BACKGROUND: The risk of femoral stem fracture after total hip replacement is low and can often be associated with a specific implant system or other factors that may reduce the fatigue strength. Additionally, damage to a metal component during revision surgery by an electrocautery device may further affect the fatigue behavior. METHODS: Two clinical cases of stem failure after revision of fractured ceramic components are presented; the retrieved components were analyzed for the cause of failure. In vitro cyclic load-to-failure testing of titanium alloy femoral stems after electrocautery application at 2 different locations (at the base and about midway on the femoral neck) was performed using a stepwise increase in load until implant fracture occurred. In addition, a detailed characterization of the local material structure around the electrocautery marks was performed. RESULTS: Superficial discoloration and melting marks were found on the retrieved components, including at the location of crack initiation in the anterolateral region, which may have reduced the fatigue strength of the material. In addition, elemental analysis indicated material transfer from the electrocautery tip. Damage to the surface by the electrocautery device significantly reduced the in vitro load to failure by up to 47% compared with that of undamaged femoral neck specimens. Material analysis revealed a relevant modification in microstructure, with an extension of approximately 2.7 mm and a depth of 550 µm, which could be divided in 3 structural zones. CONCLUSIONS: Intraoperative electrocautery device contact with the implant during surgical revision of a total hip replacement cannot always be avoided. However, on the basis of our findings, the risk of implant failure is increased due to a change in microstructure and a potential reduction of the implant's fatigue strength. Surgeons and manufacturers of electrocautery devices should be aware of this concern. CLINICAL RELEVANCE: During revision surgery, contact between an electrocautery device and the femoral component should be avoided to reduce the chance of subsequent femoral neck fracture.

Fatigue performance of medical Ti6Al4V alloy after mechanical surface treatments.

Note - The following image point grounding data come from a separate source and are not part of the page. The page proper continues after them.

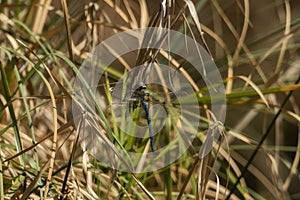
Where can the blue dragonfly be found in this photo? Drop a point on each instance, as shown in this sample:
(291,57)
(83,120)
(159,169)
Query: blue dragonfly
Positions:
(141,97)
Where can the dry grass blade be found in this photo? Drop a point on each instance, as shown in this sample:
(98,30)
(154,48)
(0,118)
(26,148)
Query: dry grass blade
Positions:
(254,86)
(68,29)
(54,110)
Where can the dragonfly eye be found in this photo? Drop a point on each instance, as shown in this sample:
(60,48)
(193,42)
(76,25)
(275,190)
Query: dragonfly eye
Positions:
(142,86)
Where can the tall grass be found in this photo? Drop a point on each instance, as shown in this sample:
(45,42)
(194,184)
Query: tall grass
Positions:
(256,49)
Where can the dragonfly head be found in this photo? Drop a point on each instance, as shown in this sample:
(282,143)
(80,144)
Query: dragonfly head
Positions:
(141,86)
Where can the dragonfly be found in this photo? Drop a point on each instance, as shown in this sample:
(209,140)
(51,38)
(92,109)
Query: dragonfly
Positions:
(141,97)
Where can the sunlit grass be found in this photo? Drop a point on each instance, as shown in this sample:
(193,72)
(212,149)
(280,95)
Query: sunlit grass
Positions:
(42,48)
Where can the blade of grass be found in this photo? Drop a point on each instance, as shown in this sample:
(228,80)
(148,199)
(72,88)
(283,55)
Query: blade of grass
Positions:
(8,98)
(68,28)
(232,190)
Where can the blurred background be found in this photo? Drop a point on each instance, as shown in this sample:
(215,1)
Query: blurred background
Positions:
(255,45)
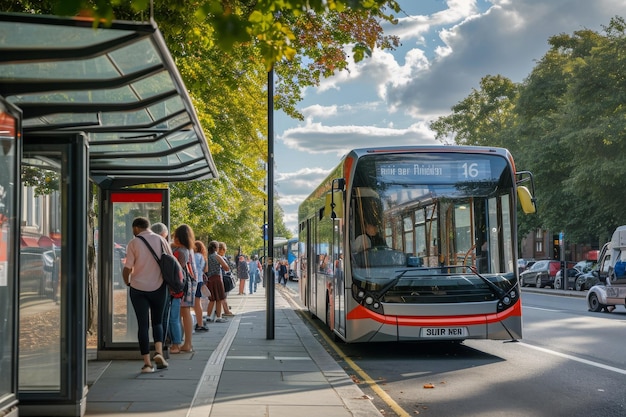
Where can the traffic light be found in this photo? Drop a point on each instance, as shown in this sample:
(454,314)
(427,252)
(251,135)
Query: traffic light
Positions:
(556,248)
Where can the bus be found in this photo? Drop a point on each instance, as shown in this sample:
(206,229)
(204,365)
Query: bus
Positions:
(416,244)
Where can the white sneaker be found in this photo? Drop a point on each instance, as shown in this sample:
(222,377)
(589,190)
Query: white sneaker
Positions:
(160,361)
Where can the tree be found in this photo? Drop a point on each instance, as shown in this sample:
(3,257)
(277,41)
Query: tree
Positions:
(481,118)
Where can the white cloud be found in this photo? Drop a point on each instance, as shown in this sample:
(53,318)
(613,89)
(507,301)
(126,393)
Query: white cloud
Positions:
(389,98)
(317,138)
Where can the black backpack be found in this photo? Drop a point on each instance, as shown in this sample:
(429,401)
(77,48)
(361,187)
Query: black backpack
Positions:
(172,271)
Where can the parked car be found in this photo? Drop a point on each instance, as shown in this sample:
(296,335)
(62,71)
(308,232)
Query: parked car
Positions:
(524,264)
(36,271)
(587,280)
(572,274)
(540,274)
(585,266)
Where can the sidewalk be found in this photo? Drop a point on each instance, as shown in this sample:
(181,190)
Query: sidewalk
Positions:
(235,371)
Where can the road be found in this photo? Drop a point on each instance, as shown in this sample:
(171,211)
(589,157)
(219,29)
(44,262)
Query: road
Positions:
(569,363)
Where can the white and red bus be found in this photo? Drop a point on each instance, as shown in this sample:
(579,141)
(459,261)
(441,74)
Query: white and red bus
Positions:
(415,243)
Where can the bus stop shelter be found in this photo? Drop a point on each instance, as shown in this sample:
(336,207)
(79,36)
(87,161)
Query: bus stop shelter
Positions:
(81,107)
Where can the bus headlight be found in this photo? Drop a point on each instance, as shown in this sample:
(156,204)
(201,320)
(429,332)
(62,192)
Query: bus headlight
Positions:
(509,299)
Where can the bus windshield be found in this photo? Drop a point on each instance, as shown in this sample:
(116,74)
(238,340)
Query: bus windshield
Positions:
(436,220)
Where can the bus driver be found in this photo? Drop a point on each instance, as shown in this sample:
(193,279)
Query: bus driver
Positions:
(368,239)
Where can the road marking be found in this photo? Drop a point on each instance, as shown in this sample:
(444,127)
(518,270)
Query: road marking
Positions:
(542,309)
(574,358)
(365,378)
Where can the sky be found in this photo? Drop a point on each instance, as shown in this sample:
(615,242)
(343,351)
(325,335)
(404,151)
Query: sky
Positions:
(392,97)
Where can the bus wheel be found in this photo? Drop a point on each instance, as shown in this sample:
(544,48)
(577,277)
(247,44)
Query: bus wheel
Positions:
(594,303)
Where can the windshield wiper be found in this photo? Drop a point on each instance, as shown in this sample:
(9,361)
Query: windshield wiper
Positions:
(501,293)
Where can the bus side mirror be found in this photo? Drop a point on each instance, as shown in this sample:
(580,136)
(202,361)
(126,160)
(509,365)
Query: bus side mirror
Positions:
(334,205)
(526,200)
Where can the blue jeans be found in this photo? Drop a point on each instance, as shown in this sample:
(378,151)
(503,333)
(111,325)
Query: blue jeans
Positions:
(149,305)
(174,327)
(252,284)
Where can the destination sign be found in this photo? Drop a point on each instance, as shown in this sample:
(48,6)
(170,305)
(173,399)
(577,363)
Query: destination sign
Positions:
(435,171)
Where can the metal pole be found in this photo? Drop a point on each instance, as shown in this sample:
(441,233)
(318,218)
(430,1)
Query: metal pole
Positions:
(270,207)
(564,277)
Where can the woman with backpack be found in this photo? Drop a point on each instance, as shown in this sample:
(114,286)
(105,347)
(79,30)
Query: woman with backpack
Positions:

Mechanical surface treatments have a long history in traditional engineering disciplines, such as the automotive or aerospace industries. Today, they are widely applied to metal components to increase the mechanical performance of these. However, their application in the medical field is rather rare. The present study aims to compare the potential of relevant mechanical surface treatments on the high cycle fatigue (R = 0.1 for a maximum of 10 million cycles) performance of a Ti6Al4V standard alloy for orthopedic, spinal, dental and trauma surgical implants: shot peening, deep rolling, ultrasonic shot peening and laser shock peening. Hour-glass shaped Ti6Al4V specimens were treated and analyzed with regard to the material's microstructure, microhardness, residual stress depth profiles and the mechanical behavior during fatigue testing. All treatments introduced substantial compressive residual stresses and exhibited considerable potential for increasing fatigue performance from 10% to 17.2% after laser shock peening compared to non-treated samples. It is assumed that final mechanical surface treatments may also increase fretting wear resistance in the modular connection of total hip and knee replacements.